Using the Trinity Framework for De novo Transcriptome Assembly, Annotation, and Downstream Expression Studies

June 12-16, 2017, Berlin (Germany)

Instructors: Brian Haas (Senior Computational Biologist at the Broad Institute at MIT and Harvard University)

Course Overview:

RNA-Seq technology has been transformative in our ability to explore gene content and gene expression in all realms of biology, and de novo transcriptome assembly has enabled opportunities to expand transcriptome analysis to non-model organisms. This workshop provides an overview of modern applications of transcriptome sequencing and popular tools and algorithms for exploring transcript reconstruction and expression analysis in a genome-free manner, leveraging the Trinity software and analysis framework. Attendees will perform quality assessment of Illumina RNA-Seq data, assemble a transcriptome using Trinity, quantify transcript expression, leverage Bioconductor tools for differential expression analysis, and apply Trinotate to functionally annotate transcripts. Additional methods will be explored for characterizing the assembled transcriptome and revealing biological findings.

Intended Audience:

This workshop is aimed primarily at biologist researchers that have basic bioinformatics skills and are pursuing RNA-Seq projects in non-model organisms. Attendees will gain skills needed to successfully approach transcriptome sequencing, de novo transcriptome assembly, expression analysis, and functional annotation as applied to organisms lacking a high quality reference genome sequence.

Teaching format:

The workshop will be delivered over the course of four and a half days, with each session entailing lectures followed by practical hands-on sessions. Most all computing will be done on the cloud and attendees will use their own laptop computers with the Google Chrome web browser providing all the necessary interfaces to the cloud computing environment, including the linux command terminal.

Assumed background for the participants:

Basic experience with linux command-line execution and execution of bioinformatics tools would be helpful.
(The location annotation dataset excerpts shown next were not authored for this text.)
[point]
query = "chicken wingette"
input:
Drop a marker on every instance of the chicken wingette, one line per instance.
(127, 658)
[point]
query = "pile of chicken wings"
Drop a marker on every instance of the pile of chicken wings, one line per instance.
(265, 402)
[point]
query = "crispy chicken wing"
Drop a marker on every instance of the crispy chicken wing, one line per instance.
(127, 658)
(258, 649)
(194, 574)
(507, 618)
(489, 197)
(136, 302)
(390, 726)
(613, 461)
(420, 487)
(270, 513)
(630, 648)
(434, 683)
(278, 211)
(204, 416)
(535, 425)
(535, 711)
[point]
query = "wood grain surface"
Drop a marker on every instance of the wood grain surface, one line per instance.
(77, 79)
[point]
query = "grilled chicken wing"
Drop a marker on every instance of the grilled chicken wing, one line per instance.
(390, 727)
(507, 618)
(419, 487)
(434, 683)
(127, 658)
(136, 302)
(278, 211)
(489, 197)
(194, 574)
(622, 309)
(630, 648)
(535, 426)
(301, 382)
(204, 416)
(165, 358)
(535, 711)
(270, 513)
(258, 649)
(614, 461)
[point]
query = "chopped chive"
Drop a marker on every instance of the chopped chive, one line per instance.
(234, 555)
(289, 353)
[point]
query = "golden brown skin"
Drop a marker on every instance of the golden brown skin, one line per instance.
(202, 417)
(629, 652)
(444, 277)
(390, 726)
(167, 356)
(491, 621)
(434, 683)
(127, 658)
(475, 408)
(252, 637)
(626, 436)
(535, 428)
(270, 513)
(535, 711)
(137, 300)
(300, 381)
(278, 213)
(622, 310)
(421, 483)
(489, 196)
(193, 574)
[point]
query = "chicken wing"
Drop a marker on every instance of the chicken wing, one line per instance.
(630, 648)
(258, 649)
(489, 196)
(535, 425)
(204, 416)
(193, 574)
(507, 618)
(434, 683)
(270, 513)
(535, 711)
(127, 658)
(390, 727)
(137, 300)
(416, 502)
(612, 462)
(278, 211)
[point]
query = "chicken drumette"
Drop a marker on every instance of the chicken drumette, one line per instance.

We will begin the course with a review of basic linux commands and operations as a refresher. No programming or scripting knowledge is required.


Day 1: Intro to the Trinity RNA-Seq workshop • Intro to RNA-Seq • Intro to next-gen sequence analysis • Overview of unix and workshop setup o Practical: exploring the computational infrastructure • Read quality assessment and trimming o Practical: using FASTQC and TRIMMOMATIC

Day 2: Trinity de novo assembly, expression quantitation, and assembly QC • Overview of Trinity de novo transcriptome assembly o Practical: assemble rna-seq data using Trinity • Intro to expression quantification using RNA-Seq o Practical: quantify expression for Trinity assembly • Initial data exploration: assembly quality, and QC samples and replicates o Practical: using IGV o Practical: replicate correlation matrix and PCA

Day 3: Differential expression analysis • Overview of statistical methods for differential expression (DE). o Practical: using Bioconductor tools for DE analysis. • Transcript clustering and expression profiling o Practical: generating heatmaps and extracting transcript clusters.

Day 4: Functional annotation and Functional enrichment studies • Overview of methods for functional annotation o Practical: applying Trinotate to find coding regions in transcripts and predict biological function. • Overview of functional enrichment analysis o Practical: applying GOseq to identify significantly enriched Gene Ontology categories among transcript clusters.

Day 5: Review and custom data analyses

Further information:

The cost is 530 euros (VAT included) including refreshments and course material. We also offer an all-inclusive option at 795 euros (VAT included), including course material, meals, refreshments, and accommodation.